Denias, Senandung Diatas Awan
Film ini diangkat dari kisah
nyata yang mengisahkan seorang anak Papua bernama Denias (diperankan Albert
Fakdawer) di suku pedalaman tepatnya di Arwanop, Ia berjuang keras untuk
mendapatkan pendidikan yang layak. Denias memulai perjalanan hidupnya dengan
bersekolah di sekolah darurat sekitar daerah tempat tinggalnya yang jauh dari
kesan layak. Ia dikenal sebagai anak yang berbakti, pandai dan berobsesi. Dukungan untuk bersekolah selalu datang dari
Ibu dan Pak Gurunya di sekolah. Selain itu Ia juga memiliki seorang teman yang
sering berbuat tidak baik kepadanya, yaitu Noel Seorang anak kepala suku
dikampungnya yang cukup dihormati.
Semangat Denias diuji ketika Sang
Ibu meninggal dan Pak Guru kembali ke tanah Jawa karena istrinya yang sakit
keras. Semenjak saat itu Denias selalu dibayangi kesedihan, namun Maleo (Ari
Sihasale) mengingatkan semangat yang selalu dikobarkan Sang Guru dan orang
tuanya untuk terus bersekolah dan memotivasi Denias untuk bersekolah di kota,
meskipun akhirnya Maleo sebagai tentara juga pergi karena dipindah tugaskan.
Kemudian Denias memutuskan untuk
pergi dari kampungnya menuju kota Tembagapura, dibalik gunung. Disana Ia
kembali merajut asa untuk melanjutkan sekolahnnya dan dipertemukan dengan teman
seperjuangannya Enos. Ketika itu, sekolah megah yang memang ditujukan untuk
kalangan tertentu menjadi tujuannya, hingga suatu ketika Denias yang sedang melihat
para siswa belajar dipertemukan dengan seorang Guru yang bernama Ibu Gembala
(Marcella Zalianty). Melihat perjuangan Denias untuk melanjutkan sekolah
membuat perasaan Sang Guru terketuk untuk membantu. Ibu Gembala pun berusaha
meminta bantuan kepada pihak sekolah dan berdiskusi dengan staf Guru lainnya.

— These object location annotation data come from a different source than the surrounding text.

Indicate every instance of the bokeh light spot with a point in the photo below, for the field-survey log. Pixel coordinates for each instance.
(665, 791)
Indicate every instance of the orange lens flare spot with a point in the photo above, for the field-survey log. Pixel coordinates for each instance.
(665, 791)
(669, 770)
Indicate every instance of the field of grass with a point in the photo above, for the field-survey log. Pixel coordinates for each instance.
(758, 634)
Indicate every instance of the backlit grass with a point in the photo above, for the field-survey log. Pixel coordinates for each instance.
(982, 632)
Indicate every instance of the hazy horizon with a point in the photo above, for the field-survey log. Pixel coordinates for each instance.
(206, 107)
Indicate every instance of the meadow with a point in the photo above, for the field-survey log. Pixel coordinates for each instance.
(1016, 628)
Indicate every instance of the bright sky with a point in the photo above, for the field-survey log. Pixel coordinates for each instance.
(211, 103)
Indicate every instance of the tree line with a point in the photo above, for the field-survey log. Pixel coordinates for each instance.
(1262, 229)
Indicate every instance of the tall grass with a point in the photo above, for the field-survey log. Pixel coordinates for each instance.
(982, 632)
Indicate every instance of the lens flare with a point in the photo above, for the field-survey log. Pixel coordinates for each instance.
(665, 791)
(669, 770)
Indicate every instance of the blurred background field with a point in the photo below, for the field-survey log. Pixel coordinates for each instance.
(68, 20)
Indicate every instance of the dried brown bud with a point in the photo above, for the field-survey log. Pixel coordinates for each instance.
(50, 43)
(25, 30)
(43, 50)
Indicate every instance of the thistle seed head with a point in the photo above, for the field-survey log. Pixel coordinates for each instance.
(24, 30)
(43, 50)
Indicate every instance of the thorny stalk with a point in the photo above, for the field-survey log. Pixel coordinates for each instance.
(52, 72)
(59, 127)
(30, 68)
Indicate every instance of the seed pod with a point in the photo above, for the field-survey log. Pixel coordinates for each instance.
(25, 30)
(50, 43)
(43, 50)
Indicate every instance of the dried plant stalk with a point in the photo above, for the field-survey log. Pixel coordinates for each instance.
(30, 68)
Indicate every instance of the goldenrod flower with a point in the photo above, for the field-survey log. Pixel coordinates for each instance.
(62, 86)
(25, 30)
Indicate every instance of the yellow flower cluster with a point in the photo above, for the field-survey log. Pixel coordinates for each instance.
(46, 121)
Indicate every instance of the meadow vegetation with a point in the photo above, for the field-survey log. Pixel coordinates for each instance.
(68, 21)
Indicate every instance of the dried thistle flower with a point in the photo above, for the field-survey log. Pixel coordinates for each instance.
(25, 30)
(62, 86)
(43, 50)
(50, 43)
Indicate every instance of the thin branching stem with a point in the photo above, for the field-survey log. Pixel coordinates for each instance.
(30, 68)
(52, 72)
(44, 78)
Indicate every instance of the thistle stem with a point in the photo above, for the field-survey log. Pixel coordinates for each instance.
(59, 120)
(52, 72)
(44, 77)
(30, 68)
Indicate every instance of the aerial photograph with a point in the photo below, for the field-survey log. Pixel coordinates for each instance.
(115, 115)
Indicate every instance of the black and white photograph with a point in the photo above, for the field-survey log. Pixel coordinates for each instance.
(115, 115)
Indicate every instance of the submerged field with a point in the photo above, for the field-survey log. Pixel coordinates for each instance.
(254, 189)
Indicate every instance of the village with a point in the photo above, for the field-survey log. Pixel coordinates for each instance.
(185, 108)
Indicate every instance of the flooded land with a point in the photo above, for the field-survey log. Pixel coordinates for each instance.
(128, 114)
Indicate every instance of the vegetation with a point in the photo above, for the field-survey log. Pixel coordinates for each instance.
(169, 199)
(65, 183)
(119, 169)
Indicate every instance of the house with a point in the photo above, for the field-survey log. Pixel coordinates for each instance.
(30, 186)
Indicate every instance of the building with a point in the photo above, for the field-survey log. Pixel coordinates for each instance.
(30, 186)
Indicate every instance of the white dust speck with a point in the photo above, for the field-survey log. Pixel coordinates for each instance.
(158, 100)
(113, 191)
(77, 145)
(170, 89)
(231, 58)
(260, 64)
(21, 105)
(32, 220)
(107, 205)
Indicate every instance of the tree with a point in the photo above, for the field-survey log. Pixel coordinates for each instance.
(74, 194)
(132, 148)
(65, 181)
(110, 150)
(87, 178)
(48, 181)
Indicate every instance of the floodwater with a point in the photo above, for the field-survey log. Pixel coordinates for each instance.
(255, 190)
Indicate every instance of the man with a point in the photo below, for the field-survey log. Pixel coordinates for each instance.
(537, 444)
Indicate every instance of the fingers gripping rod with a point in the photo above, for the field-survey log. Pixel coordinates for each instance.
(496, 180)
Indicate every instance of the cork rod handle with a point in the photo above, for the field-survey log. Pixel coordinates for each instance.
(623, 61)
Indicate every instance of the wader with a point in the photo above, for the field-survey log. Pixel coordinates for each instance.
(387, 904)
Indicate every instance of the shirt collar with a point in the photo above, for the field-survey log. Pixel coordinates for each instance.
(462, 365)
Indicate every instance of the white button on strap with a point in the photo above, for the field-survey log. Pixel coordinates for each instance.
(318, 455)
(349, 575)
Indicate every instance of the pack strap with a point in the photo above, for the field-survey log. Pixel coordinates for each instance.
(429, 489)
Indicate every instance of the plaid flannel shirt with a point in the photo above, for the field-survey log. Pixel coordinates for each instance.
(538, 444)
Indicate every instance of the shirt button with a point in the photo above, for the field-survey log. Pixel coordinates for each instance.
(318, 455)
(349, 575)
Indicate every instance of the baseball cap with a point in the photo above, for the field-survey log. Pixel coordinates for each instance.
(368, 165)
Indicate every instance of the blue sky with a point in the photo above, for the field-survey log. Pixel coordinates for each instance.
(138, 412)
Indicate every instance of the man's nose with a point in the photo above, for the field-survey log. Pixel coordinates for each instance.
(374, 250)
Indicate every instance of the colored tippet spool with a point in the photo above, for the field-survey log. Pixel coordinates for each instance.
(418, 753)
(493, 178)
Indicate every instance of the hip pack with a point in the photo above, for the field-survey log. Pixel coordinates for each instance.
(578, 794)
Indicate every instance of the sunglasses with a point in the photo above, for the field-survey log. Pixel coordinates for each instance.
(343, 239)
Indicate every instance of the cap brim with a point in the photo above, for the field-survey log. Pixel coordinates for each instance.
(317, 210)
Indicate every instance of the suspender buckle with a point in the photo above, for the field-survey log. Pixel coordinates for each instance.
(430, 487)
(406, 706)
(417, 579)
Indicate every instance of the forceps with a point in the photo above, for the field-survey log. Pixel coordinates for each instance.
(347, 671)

Setelah melalui proses panjang, usaha yang dilakukan Sang Guru dan Denias pun
membuahkan hasil, Denias akhirnya berhasil melanjutkan sekolah di kota
Tembagapura.
KOMENTAR
Dari film tersebut menurut saya
ada aspek sosial yang bisa kita kritisi, masih banyak daerah-daerah pedalaman
di Indonesia yang memang belum tersentuh pembangunan, sebagai contoh di film
Denias kurangnya fasilitas pendidikan yang layak di Papua. Selain di Papua
sendiri, masalah tersebut sebetulnya juga masih banyak ditemui di daerah
perbatasan. Tentu hal ini masih menjadi perdebatan apakah memang pemerintah
tidak memprioritaskan mereka atau hal
tersebut memang masih diluar kapasitas pemerintah untuk saat ini. Karena sedari
Indonesia merdeka Papua atau Indonesia timur seakan menjadi anak tiri
dibandingkan dengan daerah lain, jika dilihat dari kemajuan pembangunannya.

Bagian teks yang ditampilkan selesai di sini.